Hetzner Prices increase 30-40%
Scope and Size of Price Increases
- Reported hikes of ~30–40% on many products, but some users see only ~3% on specific dedicated “server auction” machines.
- “Server auction” servers explicitly get a flat 3% rise.
- One example shared: €31.90 → €32.86 and €34.51 → €35.55 (both ~3%), suggesting the steepest increases hit other product lines.
- IPv4 addresses add an extra €0.60 on top of listed (IPv6-only) prices.
Official Justification and Communication
- Hetzner’s statement: large cost increases in infrastructure operations and hardware purchases; attempts to absorb costs have “reached the limit.”
- Some discussion around a clumsy translation (“IT branch” from German “IT‑Branche”), generally treated as a harmless language issue.
- A detailed price list exists on Hetzner Docs; staff confirm it covers both existing and new products starting 1 April 2026.

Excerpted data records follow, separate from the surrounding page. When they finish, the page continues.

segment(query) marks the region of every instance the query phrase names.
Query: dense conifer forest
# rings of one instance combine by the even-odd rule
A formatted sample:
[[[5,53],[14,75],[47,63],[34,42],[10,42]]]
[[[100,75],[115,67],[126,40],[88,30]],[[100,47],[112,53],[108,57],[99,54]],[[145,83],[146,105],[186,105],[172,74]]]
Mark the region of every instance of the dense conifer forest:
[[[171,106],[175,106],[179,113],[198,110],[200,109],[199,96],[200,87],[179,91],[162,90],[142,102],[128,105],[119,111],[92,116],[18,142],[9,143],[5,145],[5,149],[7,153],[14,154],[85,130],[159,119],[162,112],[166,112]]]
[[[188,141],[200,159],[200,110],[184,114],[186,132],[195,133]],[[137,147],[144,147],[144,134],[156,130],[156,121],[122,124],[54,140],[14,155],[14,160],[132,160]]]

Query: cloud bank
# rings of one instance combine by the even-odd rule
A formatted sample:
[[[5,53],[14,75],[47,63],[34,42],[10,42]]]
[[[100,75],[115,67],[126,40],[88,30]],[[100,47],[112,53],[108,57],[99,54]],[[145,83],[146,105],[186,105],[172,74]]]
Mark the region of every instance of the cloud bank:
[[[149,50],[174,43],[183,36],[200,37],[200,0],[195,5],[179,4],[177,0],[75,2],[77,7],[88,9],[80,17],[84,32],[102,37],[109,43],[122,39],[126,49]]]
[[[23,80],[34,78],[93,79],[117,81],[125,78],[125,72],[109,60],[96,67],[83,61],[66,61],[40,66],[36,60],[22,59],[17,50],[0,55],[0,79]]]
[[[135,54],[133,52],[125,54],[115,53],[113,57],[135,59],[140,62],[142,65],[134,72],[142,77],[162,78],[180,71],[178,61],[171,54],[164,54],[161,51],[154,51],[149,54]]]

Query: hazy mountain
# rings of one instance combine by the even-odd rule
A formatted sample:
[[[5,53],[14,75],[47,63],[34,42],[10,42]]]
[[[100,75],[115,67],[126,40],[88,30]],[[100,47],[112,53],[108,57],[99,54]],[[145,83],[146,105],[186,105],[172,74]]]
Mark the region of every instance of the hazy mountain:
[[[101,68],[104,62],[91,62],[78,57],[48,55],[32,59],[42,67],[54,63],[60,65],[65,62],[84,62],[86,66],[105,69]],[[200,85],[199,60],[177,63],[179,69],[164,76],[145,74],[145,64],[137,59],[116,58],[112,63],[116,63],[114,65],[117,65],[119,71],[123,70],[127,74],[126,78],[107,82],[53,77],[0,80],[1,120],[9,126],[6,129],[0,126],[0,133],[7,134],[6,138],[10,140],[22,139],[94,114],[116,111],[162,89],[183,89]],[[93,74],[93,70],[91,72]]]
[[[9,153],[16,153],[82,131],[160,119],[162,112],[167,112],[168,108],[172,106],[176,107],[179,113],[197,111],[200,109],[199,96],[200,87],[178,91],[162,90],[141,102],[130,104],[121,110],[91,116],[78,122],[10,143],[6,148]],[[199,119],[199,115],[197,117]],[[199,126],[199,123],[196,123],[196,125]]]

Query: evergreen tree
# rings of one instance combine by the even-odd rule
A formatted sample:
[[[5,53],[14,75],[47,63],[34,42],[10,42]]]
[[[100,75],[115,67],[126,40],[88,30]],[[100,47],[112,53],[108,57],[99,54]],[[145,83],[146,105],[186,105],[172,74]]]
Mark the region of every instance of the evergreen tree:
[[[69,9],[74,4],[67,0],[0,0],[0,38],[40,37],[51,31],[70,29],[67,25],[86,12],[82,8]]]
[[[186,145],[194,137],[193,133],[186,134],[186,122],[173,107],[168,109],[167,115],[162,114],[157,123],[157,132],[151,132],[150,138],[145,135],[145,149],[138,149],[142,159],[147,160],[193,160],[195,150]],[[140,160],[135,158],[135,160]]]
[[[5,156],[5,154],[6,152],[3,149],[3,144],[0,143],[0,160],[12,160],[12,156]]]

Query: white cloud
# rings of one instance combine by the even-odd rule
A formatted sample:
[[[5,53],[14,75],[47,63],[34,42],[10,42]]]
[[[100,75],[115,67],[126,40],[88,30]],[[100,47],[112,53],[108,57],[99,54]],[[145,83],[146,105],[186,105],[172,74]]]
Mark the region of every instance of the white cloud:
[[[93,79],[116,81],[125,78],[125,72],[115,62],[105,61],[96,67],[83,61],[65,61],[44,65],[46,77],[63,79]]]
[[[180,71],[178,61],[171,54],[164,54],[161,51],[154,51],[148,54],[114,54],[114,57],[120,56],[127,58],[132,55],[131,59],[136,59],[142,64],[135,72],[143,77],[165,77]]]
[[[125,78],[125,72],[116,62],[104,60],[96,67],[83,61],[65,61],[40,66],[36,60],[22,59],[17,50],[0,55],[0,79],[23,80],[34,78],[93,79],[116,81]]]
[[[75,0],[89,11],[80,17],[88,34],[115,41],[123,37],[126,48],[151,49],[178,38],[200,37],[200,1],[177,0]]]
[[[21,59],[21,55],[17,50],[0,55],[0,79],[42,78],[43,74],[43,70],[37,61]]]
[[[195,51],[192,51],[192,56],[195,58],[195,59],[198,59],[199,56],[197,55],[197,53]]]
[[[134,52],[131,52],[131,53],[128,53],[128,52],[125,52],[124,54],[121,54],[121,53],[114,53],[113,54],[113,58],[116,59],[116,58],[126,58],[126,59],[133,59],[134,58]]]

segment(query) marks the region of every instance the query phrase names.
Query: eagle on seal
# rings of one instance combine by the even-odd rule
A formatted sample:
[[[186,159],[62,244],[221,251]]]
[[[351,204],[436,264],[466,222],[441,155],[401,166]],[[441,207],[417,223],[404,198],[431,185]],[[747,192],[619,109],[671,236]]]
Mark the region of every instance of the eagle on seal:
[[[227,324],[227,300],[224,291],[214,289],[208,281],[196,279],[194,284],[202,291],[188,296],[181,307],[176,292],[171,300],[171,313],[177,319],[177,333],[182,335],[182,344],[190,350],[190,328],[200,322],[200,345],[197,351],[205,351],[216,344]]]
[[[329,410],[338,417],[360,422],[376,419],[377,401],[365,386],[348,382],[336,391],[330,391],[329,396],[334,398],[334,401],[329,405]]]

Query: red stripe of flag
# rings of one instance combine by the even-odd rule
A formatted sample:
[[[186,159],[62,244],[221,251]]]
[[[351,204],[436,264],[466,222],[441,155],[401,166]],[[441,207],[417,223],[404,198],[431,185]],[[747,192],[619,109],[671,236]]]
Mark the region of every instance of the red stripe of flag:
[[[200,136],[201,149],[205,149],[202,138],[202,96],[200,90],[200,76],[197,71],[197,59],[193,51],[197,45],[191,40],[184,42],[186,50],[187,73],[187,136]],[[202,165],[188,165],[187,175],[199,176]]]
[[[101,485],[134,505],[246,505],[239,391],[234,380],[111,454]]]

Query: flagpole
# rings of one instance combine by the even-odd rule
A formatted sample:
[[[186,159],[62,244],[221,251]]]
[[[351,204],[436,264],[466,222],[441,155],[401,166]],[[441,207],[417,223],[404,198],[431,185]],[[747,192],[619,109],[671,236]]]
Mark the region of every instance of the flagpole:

- Existing RAM add-ons may also be affected; separate emails reportedly sent.
What’s Driving Costs (According to Commenters)
- Hardware: RAM, storage, CPUs, and GPUs all cited as sharply more expensive, with shortages and long lead times.
- Energy: multiple people mention rising power and cooling costs, though one notes German electricity prices have recently fallen, so hardware is seen as the main driver.
- General view that “competing on price never lasts,” and Hetzner had been absorbing higher costs for years.
AI Boom, Bubbles, and Hardware Scarcity
- Strong thread linking price hikes to AI hardware demand: AI seen as absorbing massive RAM, GPU, and DC capacity.
- Split views:
- One camp: AI is a bubble; unsustainable spend will collapse, and hardware prices will fall back.
- Another camp: this is “the next industrial revolution”; AI makes senior engineers and creators vastly more productive, and prices for AI services will eventually rise, not fall.
- Debate over whether current AI usage is profitable or heavily subsidized, and whether growing cloud prices will curb demand.
Customer Impact and Reactions
- Some users say Hetzner remains vastly cheaper than AWS/Azure even after hikes.
- Others see this as a breach of trust, especially raising prices on existing infrastructure, and talk about moving storage or workloads to other low-cost providers (though competitors are also raising prices).
- A few are proactively buying second-hand servers and colo space to escape cloud pricing altogether, though others doubt 15–20 year hardware lifespans.